Dear fellow CDH users, we have set up Sentry on our CDH 5.2.1 HA cluster. We can successfully create tables through Hive, but the LOAD DATA command keeps failing despite having issued a variety of grants:
LOAD DATA INPATH '/tmp/mytable.dlv' OVERWRITE INTO TABLE `MYTABLE`
ERROR: java.sql.SQLException: Error while compiling statement: FAILED:
SemanticException No valid privileges
Required privileges for this
We tried to grant the following privileges:
grant all on uri 'hdfs://nameservice1:8020/tmp' to role users; - and -
grant all on uri 'hdfs://nameservice1/tmp' to role users;
But the command still fails.
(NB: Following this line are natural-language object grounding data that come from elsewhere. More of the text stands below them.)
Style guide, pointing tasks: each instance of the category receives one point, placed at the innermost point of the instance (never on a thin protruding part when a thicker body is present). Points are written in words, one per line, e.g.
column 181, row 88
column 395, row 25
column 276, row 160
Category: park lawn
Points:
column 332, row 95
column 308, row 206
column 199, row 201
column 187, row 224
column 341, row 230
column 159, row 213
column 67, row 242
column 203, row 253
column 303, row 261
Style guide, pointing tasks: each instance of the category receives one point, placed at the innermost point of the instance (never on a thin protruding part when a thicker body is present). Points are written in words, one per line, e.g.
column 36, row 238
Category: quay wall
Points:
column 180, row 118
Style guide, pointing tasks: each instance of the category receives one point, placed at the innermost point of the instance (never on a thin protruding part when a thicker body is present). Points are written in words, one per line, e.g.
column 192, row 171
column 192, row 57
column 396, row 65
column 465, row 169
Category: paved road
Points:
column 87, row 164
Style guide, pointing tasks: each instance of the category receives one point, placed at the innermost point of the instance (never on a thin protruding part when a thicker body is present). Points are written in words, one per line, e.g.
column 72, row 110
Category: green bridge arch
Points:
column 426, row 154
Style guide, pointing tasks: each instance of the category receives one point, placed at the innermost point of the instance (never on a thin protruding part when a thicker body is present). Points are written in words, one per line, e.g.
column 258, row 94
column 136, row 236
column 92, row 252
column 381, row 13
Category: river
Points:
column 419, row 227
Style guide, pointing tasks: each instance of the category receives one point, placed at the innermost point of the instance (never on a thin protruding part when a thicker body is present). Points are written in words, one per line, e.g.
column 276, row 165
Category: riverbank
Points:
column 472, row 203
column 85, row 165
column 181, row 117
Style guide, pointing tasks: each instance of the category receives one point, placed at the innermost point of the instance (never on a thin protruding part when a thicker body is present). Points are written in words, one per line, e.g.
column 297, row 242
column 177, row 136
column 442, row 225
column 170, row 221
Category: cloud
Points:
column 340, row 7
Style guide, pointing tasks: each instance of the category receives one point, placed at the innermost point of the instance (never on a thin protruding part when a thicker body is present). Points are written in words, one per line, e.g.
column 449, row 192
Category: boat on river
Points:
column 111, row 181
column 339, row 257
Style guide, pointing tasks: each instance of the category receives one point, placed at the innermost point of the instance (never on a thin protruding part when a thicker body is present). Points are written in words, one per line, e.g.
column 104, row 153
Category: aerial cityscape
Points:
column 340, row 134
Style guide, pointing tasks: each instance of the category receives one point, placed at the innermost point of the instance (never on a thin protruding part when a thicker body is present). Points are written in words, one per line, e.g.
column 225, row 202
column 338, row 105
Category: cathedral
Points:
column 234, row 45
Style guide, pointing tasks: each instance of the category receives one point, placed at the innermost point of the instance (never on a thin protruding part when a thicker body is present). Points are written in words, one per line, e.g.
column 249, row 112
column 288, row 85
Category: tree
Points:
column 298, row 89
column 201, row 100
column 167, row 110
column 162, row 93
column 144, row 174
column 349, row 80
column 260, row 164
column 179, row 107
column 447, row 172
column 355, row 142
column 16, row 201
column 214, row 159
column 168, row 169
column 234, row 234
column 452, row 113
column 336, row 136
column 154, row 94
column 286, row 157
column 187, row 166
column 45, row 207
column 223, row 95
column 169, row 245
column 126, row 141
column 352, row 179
We had to issue a "grant all on server server1" command for the LOAD to succeed.
Any insight of what kind of privilege is require for the LOAD to run without errors?
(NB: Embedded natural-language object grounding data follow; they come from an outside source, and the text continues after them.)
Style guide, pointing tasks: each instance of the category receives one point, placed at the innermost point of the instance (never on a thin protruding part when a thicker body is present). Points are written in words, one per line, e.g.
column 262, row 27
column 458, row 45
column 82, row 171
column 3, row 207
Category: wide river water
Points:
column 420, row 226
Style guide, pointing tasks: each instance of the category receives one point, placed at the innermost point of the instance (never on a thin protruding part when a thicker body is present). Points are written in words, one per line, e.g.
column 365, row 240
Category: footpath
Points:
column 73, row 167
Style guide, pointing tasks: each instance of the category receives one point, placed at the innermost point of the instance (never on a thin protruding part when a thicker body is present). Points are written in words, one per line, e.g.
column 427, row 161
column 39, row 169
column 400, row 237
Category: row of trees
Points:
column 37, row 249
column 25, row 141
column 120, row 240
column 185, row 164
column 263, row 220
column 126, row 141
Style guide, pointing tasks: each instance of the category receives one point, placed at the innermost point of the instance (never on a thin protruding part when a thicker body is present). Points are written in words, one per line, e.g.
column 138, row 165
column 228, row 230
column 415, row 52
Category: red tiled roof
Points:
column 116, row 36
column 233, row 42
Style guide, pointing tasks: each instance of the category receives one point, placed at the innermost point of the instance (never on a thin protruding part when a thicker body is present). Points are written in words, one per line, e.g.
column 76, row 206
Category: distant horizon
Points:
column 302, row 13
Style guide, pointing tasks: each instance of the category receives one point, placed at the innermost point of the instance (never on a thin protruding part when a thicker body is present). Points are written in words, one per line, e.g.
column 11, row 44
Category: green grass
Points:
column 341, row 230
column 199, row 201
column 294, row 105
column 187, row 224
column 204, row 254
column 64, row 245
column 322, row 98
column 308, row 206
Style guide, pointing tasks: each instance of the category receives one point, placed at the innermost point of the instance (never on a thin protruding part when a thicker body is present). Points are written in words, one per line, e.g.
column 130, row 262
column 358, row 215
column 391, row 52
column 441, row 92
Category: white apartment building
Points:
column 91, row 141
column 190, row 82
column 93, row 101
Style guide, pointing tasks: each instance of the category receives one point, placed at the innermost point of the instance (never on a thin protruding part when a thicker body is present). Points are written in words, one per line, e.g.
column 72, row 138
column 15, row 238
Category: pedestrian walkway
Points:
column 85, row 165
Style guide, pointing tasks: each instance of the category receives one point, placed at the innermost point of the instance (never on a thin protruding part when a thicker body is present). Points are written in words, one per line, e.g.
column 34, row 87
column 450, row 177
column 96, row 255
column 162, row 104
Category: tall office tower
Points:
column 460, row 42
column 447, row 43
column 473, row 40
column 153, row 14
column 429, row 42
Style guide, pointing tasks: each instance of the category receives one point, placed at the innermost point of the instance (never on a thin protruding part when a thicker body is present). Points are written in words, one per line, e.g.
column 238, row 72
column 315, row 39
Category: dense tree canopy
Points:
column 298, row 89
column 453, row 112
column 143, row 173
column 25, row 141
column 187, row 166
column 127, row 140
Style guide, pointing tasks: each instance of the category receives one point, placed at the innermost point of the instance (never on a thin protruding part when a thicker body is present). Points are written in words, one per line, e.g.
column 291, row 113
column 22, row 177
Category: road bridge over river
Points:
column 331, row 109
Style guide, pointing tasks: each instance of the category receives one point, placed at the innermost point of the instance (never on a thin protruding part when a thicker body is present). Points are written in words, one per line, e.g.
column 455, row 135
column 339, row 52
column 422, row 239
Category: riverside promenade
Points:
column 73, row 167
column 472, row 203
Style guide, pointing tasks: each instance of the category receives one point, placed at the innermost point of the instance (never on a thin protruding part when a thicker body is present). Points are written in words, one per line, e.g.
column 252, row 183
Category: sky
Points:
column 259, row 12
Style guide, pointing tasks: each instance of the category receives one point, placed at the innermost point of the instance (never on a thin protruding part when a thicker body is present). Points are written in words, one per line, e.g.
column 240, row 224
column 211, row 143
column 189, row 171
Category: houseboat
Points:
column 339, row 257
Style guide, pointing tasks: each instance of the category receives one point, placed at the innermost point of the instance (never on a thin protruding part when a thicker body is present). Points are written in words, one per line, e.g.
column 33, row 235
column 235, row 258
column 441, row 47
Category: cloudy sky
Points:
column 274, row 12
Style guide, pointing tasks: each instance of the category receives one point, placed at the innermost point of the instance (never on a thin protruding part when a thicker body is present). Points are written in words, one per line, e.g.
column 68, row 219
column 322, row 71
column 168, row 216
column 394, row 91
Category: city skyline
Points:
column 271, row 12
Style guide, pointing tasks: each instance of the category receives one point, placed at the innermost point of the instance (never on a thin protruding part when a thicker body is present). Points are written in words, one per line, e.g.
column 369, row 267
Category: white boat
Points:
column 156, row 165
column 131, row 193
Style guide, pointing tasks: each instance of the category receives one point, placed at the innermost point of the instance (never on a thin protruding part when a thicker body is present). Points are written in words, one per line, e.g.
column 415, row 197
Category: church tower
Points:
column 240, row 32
Sentry will not work on HDFS file permissions without the hdfs/sentry plugin enabled which is only available in 5.3 and higher. So to allow access to your folders you will have to use facl's on hdfs to allow access. Please note that facls on hdfs are name specific and do not adhere to groups from AD or other KDC providors, so you will have to use the name of the user on the files.
For doing updates you also need to add the user to the default acl or they will not be added to new files as they are created.
Also, yet another issue when you land the files they are owned by the user that lands them. This causes some issues with hive and impala as they do not have access to the files unless they are the owner. We fixed this by running a chmod/chown at the end of each of our landing jobs changing the owner to hive:hive and setting the permissions to 770.
My best recommendation would be to update to 5.4 and use the hdfs/sentry sync so all your permissions are managed though sentry instead of hdfs acl's and sentry.
Hope this helps!